O cinema copia a vida
A salvo (Safe) é um filme americano de 1995. Escrito e dirigido por Todd Haynes, e produzido por Christine Vachon, é baseado numa história real. Em 1987, no Vale de San Fernando, Califórnia, Carol White (Juliane Moore), uma dona de casa de classe média alta, leva uma vida aparentemente tranquila, numa bela casa no Sul da Califórnia ao lado do marido. Tudo se transforma quando ela se descobre subitamente a alergia a aparelhos de limpeza e artigos de uso diário. A busca pela cura da chamada doença ambiental a obrigará a procurar tratamentos não convencionais e equilíbrio espiritual.

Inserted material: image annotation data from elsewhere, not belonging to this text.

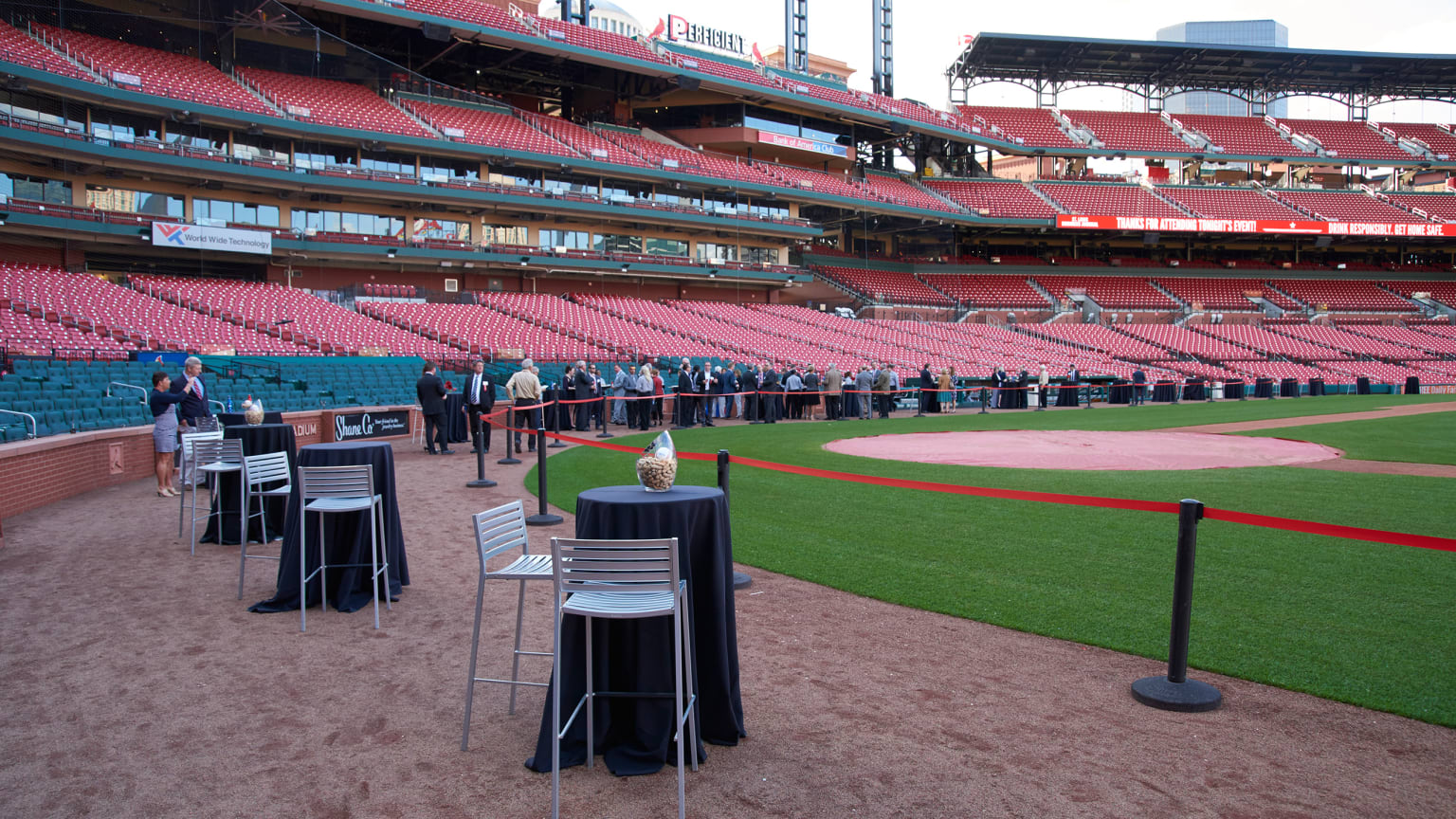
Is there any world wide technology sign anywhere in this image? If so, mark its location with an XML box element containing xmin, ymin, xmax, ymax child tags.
<box><xmin>152</xmin><ymin>222</ymin><xmax>272</xmax><ymax>254</ymax></box>
<box><xmin>1057</xmin><ymin>214</ymin><xmax>1456</xmax><ymax>238</ymax></box>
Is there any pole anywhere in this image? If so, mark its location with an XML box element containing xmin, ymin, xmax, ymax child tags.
<box><xmin>718</xmin><ymin>449</ymin><xmax>753</xmax><ymax>591</ymax></box>
<box><xmin>525</xmin><ymin>424</ymin><xmax>562</xmax><ymax>526</ymax></box>
<box><xmin>1133</xmin><ymin>500</ymin><xmax>1223</xmax><ymax>711</ymax></box>
<box><xmin>464</xmin><ymin>412</ymin><xmax>498</xmax><ymax>488</ymax></box>
<box><xmin>597</xmin><ymin>392</ymin><xmax>617</xmax><ymax>439</ymax></box>
<box><xmin>546</xmin><ymin>388</ymin><xmax>571</xmax><ymax>449</ymax></box>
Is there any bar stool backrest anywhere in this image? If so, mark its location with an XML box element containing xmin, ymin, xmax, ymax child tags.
<box><xmin>551</xmin><ymin>537</ymin><xmax>680</xmax><ymax>594</ymax></box>
<box><xmin>192</xmin><ymin>439</ymin><xmax>244</xmax><ymax>469</ymax></box>
<box><xmin>299</xmin><ymin>464</ymin><xmax>374</xmax><ymax>501</ymax></box>
<box><xmin>182</xmin><ymin>430</ymin><xmax>223</xmax><ymax>485</ymax></box>
<box><xmin>472</xmin><ymin>500</ymin><xmax>532</xmax><ymax>574</ymax></box>
<box><xmin>244</xmin><ymin>452</ymin><xmax>290</xmax><ymax>488</ymax></box>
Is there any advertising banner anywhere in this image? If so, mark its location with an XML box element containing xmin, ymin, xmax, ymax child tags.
<box><xmin>152</xmin><ymin>222</ymin><xmax>272</xmax><ymax>255</ymax></box>
<box><xmin>334</xmin><ymin>410</ymin><xmax>410</xmax><ymax>442</ymax></box>
<box><xmin>1057</xmin><ymin>214</ymin><xmax>1456</xmax><ymax>238</ymax></box>
<box><xmin>758</xmin><ymin>131</ymin><xmax>848</xmax><ymax>157</ymax></box>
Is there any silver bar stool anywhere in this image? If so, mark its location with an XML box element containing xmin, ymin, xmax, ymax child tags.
<box><xmin>551</xmin><ymin>537</ymin><xmax>698</xmax><ymax>819</ymax></box>
<box><xmin>177</xmin><ymin>430</ymin><xmax>223</xmax><ymax>537</ymax></box>
<box><xmin>460</xmin><ymin>500</ymin><xmax>552</xmax><ymax>751</ymax></box>
<box><xmin>237</xmin><ymin>452</ymin><xmax>293</xmax><ymax>600</ymax></box>
<box><xmin>192</xmin><ymin>439</ymin><xmax>247</xmax><ymax>554</ymax></box>
<box><xmin>299</xmin><ymin>464</ymin><xmax>391</xmax><ymax>631</ymax></box>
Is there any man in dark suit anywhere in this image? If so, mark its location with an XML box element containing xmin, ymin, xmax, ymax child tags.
<box><xmin>673</xmin><ymin>358</ymin><xmax>698</xmax><ymax>428</ymax></box>
<box><xmin>415</xmin><ymin>363</ymin><xmax>454</xmax><ymax>455</ymax></box>
<box><xmin>464</xmin><ymin>361</ymin><xmax>495</xmax><ymax>452</ymax></box>
<box><xmin>168</xmin><ymin>355</ymin><xmax>212</xmax><ymax>427</ymax></box>
<box><xmin>920</xmin><ymin>361</ymin><xmax>940</xmax><ymax>412</ymax></box>
<box><xmin>573</xmin><ymin>360</ymin><xmax>595</xmax><ymax>433</ymax></box>
<box><xmin>758</xmin><ymin>364</ymin><xmax>783</xmax><ymax>424</ymax></box>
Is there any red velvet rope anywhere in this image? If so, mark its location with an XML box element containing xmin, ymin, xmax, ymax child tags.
<box><xmin>522</xmin><ymin>430</ymin><xmax>1456</xmax><ymax>553</ymax></box>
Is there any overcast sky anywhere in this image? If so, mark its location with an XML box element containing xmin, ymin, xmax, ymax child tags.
<box><xmin>613</xmin><ymin>0</ymin><xmax>1456</xmax><ymax>122</ymax></box>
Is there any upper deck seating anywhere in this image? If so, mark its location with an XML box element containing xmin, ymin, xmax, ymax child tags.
<box><xmin>956</xmin><ymin>105</ymin><xmax>1086</xmax><ymax>147</ymax></box>
<box><xmin>1157</xmin><ymin>185</ymin><xmax>1304</xmax><ymax>220</ymax></box>
<box><xmin>924</xmin><ymin>179</ymin><xmax>1057</xmax><ymax>219</ymax></box>
<box><xmin>1271</xmin><ymin>190</ymin><xmax>1429</xmax><ymax>223</ymax></box>
<box><xmin>1062</xmin><ymin>108</ymin><xmax>1190</xmax><ymax>153</ymax></box>
<box><xmin>0</xmin><ymin>22</ymin><xmax>100</xmax><ymax>83</ymax></box>
<box><xmin>1174</xmin><ymin>114</ymin><xmax>1315</xmax><ymax>157</ymax></box>
<box><xmin>35</xmin><ymin>24</ymin><xmax>277</xmax><ymax>117</ymax></box>
<box><xmin>1280</xmin><ymin>119</ymin><xmax>1415</xmax><ymax>162</ymax></box>
<box><xmin>237</xmin><ymin>68</ymin><xmax>434</xmax><ymax>138</ymax></box>
<box><xmin>1035</xmin><ymin>182</ymin><xmax>1187</xmax><ymax>219</ymax></box>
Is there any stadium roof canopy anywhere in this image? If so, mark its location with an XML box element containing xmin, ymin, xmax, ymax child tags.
<box><xmin>946</xmin><ymin>33</ymin><xmax>1456</xmax><ymax>100</ymax></box>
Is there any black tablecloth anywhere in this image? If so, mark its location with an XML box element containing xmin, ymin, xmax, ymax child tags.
<box><xmin>446</xmin><ymin>392</ymin><xmax>470</xmax><ymax>443</ymax></box>
<box><xmin>203</xmin><ymin>415</ymin><xmax>297</xmax><ymax>545</ymax></box>
<box><xmin>525</xmin><ymin>486</ymin><xmax>749</xmax><ymax>775</ymax></box>
<box><xmin>217</xmin><ymin>412</ymin><xmax>282</xmax><ymax>422</ymax></box>
<box><xmin>247</xmin><ymin>442</ymin><xmax>410</xmax><ymax>612</ymax></box>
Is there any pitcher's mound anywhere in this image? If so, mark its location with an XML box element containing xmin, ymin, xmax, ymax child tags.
<box><xmin>824</xmin><ymin>430</ymin><xmax>1342</xmax><ymax>469</ymax></box>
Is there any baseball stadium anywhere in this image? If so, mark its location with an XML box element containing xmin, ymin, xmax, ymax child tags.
<box><xmin>0</xmin><ymin>0</ymin><xmax>1456</xmax><ymax>819</ymax></box>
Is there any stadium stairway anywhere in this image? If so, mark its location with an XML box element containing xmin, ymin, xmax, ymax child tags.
<box><xmin>1146</xmin><ymin>185</ymin><xmax>1198</xmax><ymax>219</ymax></box>
<box><xmin>381</xmin><ymin>96</ymin><xmax>447</xmax><ymax>140</ymax></box>
<box><xmin>1021</xmin><ymin>179</ymin><xmax>1067</xmax><ymax>212</ymax></box>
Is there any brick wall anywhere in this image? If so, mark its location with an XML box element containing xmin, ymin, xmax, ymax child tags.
<box><xmin>0</xmin><ymin>410</ymin><xmax>415</xmax><ymax>538</ymax></box>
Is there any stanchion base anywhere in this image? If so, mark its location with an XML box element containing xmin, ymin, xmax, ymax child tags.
<box><xmin>1133</xmin><ymin>675</ymin><xmax>1223</xmax><ymax>711</ymax></box>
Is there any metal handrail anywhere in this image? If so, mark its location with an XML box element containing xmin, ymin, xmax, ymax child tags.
<box><xmin>106</xmin><ymin>380</ymin><xmax>147</xmax><ymax>404</ymax></box>
<box><xmin>0</xmin><ymin>410</ymin><xmax>39</xmax><ymax>439</ymax></box>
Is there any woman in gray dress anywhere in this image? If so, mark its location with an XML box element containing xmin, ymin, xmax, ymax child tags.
<box><xmin>147</xmin><ymin>372</ymin><xmax>192</xmax><ymax>497</ymax></box>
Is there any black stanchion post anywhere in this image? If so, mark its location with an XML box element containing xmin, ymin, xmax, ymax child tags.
<box><xmin>1133</xmin><ymin>500</ymin><xmax>1223</xmax><ymax>711</ymax></box>
<box><xmin>546</xmin><ymin>389</ymin><xmax>571</xmax><ymax>449</ymax></box>
<box><xmin>525</xmin><ymin>426</ymin><xmax>562</xmax><ymax>526</ymax></box>
<box><xmin>497</xmin><ymin>399</ymin><xmax>521</xmax><ymax>466</ymax></box>
<box><xmin>464</xmin><ymin>414</ymin><xmax>498</xmax><ymax>488</ymax></box>
<box><xmin>597</xmin><ymin>395</ymin><xmax>617</xmax><ymax>439</ymax></box>
<box><xmin>718</xmin><ymin>449</ymin><xmax>753</xmax><ymax>589</ymax></box>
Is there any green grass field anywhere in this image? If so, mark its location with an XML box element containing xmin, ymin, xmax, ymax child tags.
<box><xmin>527</xmin><ymin>395</ymin><xmax>1456</xmax><ymax>727</ymax></box>
<box><xmin>1239</xmin><ymin>412</ymin><xmax>1456</xmax><ymax>464</ymax></box>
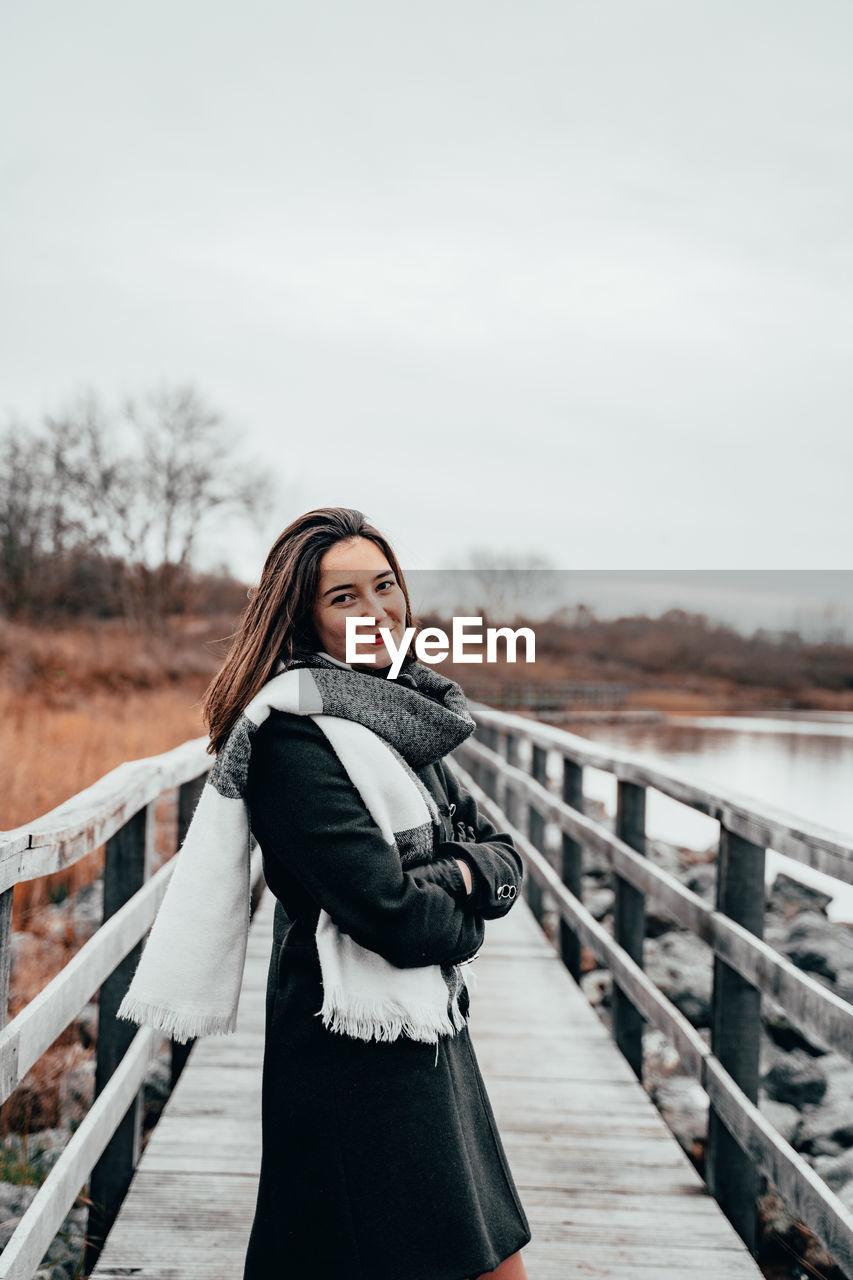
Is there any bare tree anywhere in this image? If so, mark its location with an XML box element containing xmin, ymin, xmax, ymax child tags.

O rapaz da bolha de plástico é outra produção baseada em fatos reais. Nessa fita de 1976, John Travolta interpreta Tod Lubitch, um jovem que nasceu com uma deficiência rara no sistema imunológico e foi obrigado a passar o resto de sua vida dentro de uma bolha de plástico. Baseado em uma história real, o filme tem a direção de Randal Kleiser.

Quem assistiu ao filme Hitch ; O conselheiro Amoroso (2005) deve lembrar da cena em que Will Smith fica com o rosto completamente inchado e quase sem respirar por causa de uma comida que tinha frutos do mar.

Já no filme My Girl (Meu primeiro amor), Thomas J. Sennett (Macaulay Culkin) sofre um choque anafilático provocado picada de abelhas. Vai dizer que não se lembra e que não chorou nesse filme?